À primeira vista não existe contradição, pois todas as denúncias recentes caem nas duas únicas situações que subvertem o dogma da liberdade absoluta: ou não há adulto, na pedofilia, ou não há consentimento, na violação. Mas se esta constatação afirma a coerência lógica das denúncias, não elimina o insólito. Como é possível que outras eras, alegadamente presas em inúmeros e asfixiantes tabus sexuais, nunca tenham atingido o grau de tumulto social desta época de tolerância e abertura? Não era suposto a liberdade de costumes gerar uma sociedade mais serena e compreensiva nestes assuntos, sem os preconceitos, conjuras e difamações de antigamente? Como se entende então que seja logo hoje que as denúncias e insultos estão omnipresentes? Até ao momento existem apenas duas respostas a esta questão, uma falsa, a outra omissa.
Uma possível explicação, aliás dominante, é que as eras anteriores não prestavam atenção, ou até toleravam, estes crimes. Nos tempos em que as pessoas se escandalizavam com adultério ou pornografia, condescendiam no assédio e pedofilia. Isso conduz à situação irónica de ter esta época a acusar as anteriores de laxismo sexual. A cultura actual adora dar lições de moral às outras, mas habitualmente acusa-as de intolerância e rigorismo. Esta é a primeira vez que os contemporâneos tomam a atitude das suas avós, para acusar essas avós de terem sido pouco severas com alguns comportamentos.
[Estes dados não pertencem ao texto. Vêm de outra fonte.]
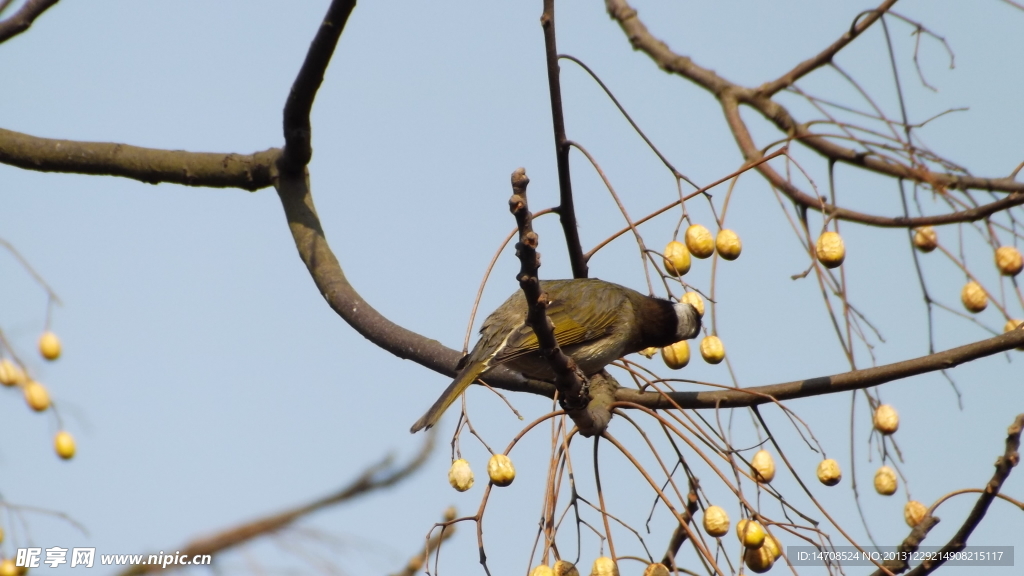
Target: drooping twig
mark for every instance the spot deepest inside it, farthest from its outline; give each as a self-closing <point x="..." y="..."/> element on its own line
<point x="381" y="475"/>
<point x="854" y="379"/>
<point x="22" y="19"/>
<point x="723" y="89"/>
<point x="566" y="209"/>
Claro que o fundamento histórico desta explicação é completamente falso. O repúdio pela pedofilia e violação faz parte dos princípios da generalidade das eras passadas. Além de repudiarem muitos dos comportamentos hoje consideradas normais, esses tempos também rejeitavam as práticas que ainda nos escandalizam. Sempre houve casos desses, mas nunca foram considerados aceitáveis ou, sequer, toleráveis. Uma coisa é dizer que as vítimas têm dificuldade em divulgar os horrores que sofreram, facto que também sempre existiu e, felizmente, o movimento #Me Too contribui poderosamente para melhorar. Outra, muito diferente, é dizer que as sociedades anteriores eram cúmplices de tais violações, o que evidentemente carece de fundamento.
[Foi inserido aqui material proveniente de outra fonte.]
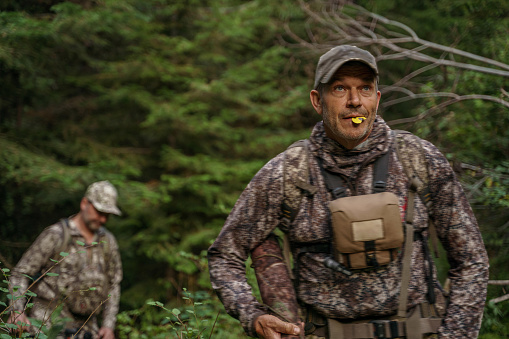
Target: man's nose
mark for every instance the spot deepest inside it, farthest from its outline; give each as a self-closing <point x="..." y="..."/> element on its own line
<point x="103" y="217"/>
<point x="353" y="99"/>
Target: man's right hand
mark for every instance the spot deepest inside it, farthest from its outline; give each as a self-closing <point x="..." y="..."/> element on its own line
<point x="15" y="318"/>
<point x="270" y="327"/>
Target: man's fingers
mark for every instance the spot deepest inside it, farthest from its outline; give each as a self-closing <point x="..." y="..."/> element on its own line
<point x="270" y="327"/>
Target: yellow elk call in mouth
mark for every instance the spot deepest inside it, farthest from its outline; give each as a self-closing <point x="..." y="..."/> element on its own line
<point x="358" y="120"/>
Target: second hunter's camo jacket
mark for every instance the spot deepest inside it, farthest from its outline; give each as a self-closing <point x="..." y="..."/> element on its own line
<point x="366" y="293"/>
<point x="86" y="277"/>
Esta explicação, apesar de falaciosa, tem sido generalizadamente imposta, para evitar que ressalte a alternativa óbvia: hoje existem mais casos destes do que antes. Não é difícil concluir que, num tempo tão carregado de tensão erótica, em que vigora o mais desbragado laxismo, os comportamentos desviantes prosperem. Aliás, o papel central que a indústria cinematográfica tem desempenhado no escândalo suporta esta conclusão, pois nenhum outro sector tem feito tanta promoção da libertinagem.
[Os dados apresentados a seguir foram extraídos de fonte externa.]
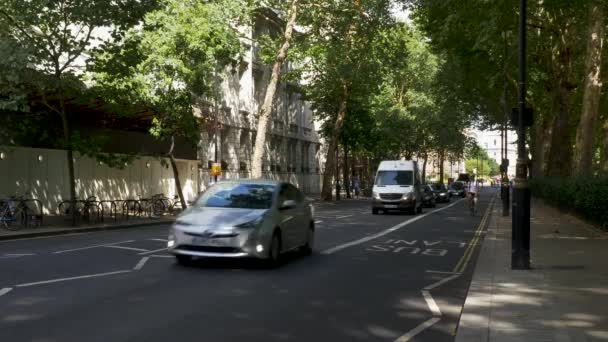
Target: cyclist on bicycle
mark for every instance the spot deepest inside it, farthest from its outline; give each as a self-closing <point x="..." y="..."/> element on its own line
<point x="472" y="192"/>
Esta conclusão, porém, nunca pode ser admitida pelo nosso tempo, porque isso poria em causa o tal dogma nuclear da liberdade sexual absoluta. Ora, nenhuma época consegue questionar os valores supremos em que se baseia sem se minar si mesma. No dia em que se assumir que a licenciosidade é prejudicial ao equilíbrio social, ela aproxima-se do fim. Realmente, existem muitos outros sinais de dano estrutural causado pelo laxismo sexual, da decadência demográfica à destruição da família, gerando solidão, conflitos, dívidas, depressões. No entanto, ninguém o pode assumir, porque tal poria em xeque um dogma que faz parte da base nuclear da cultura contemporânea.

 

João César das Neves, Professor Catedrático da CATÓLICA-LISBON.